This news story sounds interesting but it bugs me. It looks and reads like a science or health story, but it’s just fluff.
The title, “Playoff game snack gorging linked to rise in mouth burns”, sounds like there was a study done to suggest this. Maybe two groups of volunteers, one ate vinegar chips every day for a week, the other didn’t, and the first group got mouth burns. A simple experiment that a child could have done for a school science fair.
But once you start reading, it quickly becomes anecdotal, and then descends from there to guesses.
”A Montreal dentist says…”
”We’ve had a couple of cases…”
”...patient really didn’t know what caused it”
”...perhaps the potato chips…”
Yeah. If there were science tabloids this would be on the cover. I’m not saying that there is no way that this could be true. Sure, it’s possible the chips are related to mouth burns.
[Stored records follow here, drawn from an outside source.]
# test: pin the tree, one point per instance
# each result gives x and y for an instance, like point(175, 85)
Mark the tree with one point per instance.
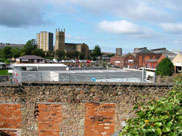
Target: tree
point(165, 67)
point(96, 52)
point(157, 118)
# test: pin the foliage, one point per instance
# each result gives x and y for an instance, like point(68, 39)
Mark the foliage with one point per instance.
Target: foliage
point(3, 72)
point(158, 118)
point(96, 52)
point(165, 67)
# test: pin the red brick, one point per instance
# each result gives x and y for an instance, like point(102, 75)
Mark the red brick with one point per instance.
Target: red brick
point(49, 119)
point(99, 119)
point(10, 116)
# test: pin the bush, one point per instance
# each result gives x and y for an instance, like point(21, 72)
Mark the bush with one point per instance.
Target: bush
point(165, 67)
point(157, 118)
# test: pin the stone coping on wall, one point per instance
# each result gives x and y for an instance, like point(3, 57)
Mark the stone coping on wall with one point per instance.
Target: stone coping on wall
point(88, 83)
point(101, 84)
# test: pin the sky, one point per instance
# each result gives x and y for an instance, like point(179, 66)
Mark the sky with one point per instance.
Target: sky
point(111, 24)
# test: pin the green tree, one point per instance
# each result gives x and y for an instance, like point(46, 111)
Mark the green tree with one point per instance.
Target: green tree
point(157, 118)
point(165, 67)
point(96, 52)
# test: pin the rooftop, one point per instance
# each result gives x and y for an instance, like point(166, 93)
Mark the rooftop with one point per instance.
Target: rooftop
point(30, 57)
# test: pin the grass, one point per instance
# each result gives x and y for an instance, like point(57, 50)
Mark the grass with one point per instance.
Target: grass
point(4, 72)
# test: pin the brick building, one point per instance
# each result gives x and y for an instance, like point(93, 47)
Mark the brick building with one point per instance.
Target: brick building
point(134, 60)
point(70, 47)
point(30, 59)
point(152, 63)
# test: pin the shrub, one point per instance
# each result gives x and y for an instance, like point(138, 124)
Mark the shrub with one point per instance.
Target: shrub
point(165, 67)
point(157, 118)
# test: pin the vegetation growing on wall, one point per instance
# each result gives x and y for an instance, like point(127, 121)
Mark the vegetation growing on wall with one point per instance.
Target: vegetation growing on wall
point(158, 118)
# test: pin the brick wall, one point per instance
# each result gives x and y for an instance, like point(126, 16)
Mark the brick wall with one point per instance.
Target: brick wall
point(10, 118)
point(99, 119)
point(49, 119)
point(70, 109)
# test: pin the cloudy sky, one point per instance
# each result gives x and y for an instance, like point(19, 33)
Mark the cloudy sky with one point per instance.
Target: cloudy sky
point(109, 23)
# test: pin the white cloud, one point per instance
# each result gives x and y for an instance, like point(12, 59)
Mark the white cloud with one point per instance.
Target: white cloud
point(177, 42)
point(119, 27)
point(18, 13)
point(125, 27)
point(73, 37)
point(129, 9)
point(172, 27)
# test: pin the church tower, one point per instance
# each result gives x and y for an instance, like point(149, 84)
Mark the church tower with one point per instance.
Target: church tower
point(60, 40)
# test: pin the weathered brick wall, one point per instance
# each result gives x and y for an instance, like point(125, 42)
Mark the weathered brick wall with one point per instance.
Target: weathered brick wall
point(70, 109)
point(99, 119)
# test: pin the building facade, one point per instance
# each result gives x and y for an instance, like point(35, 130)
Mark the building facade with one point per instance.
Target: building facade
point(69, 47)
point(45, 41)
point(119, 51)
point(136, 59)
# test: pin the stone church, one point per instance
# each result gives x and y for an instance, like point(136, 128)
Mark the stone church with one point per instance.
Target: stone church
point(69, 47)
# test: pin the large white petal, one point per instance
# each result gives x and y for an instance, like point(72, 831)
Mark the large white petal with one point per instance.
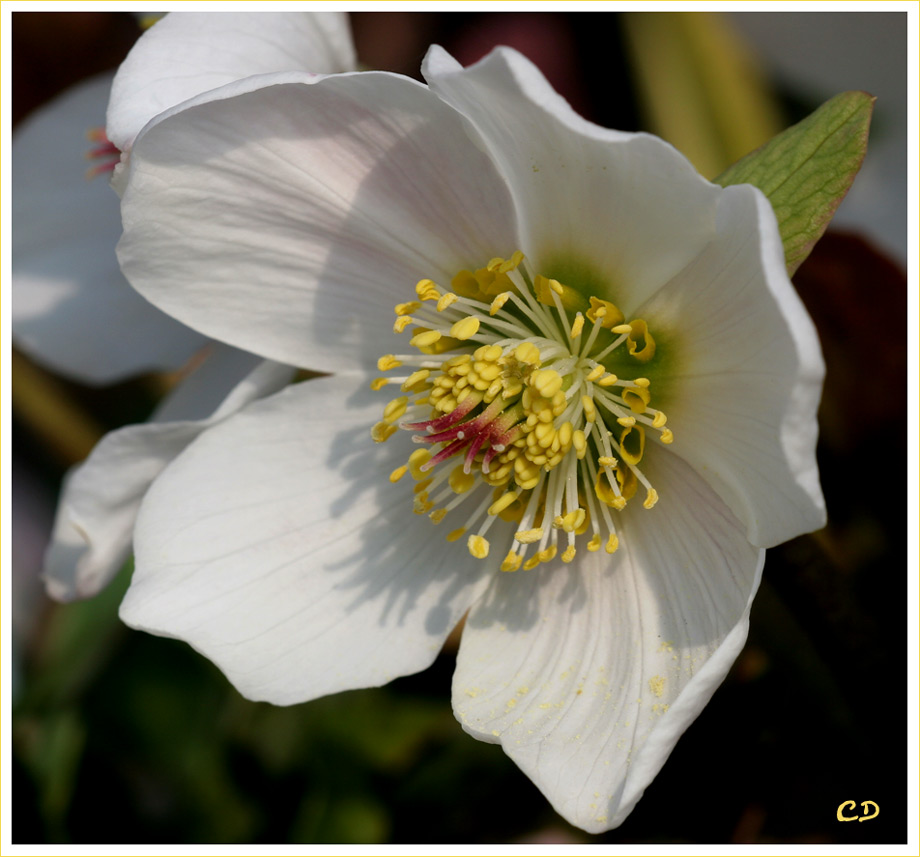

It’s also possible that the celebrities on the covers of the checkout counter magazines are really pregnant and depressed, but it isn’t actual news until their publicist confirms it. With the chips it isn’t actual news until there has been some sort of controlled study. Then we can worry about the chips and about our favourite depressed or pregnant celebrities.
May be the child who was eating the vinegar chips had his hands dirty? Or alternatively, to clean his hands off the salt on the chips, he was touching his trousers, or the couch, which was dirty. Or may be it was the bag which contained the chips that was dirty. Sounds like they need to do a lot of experiments to address all these hypotheses.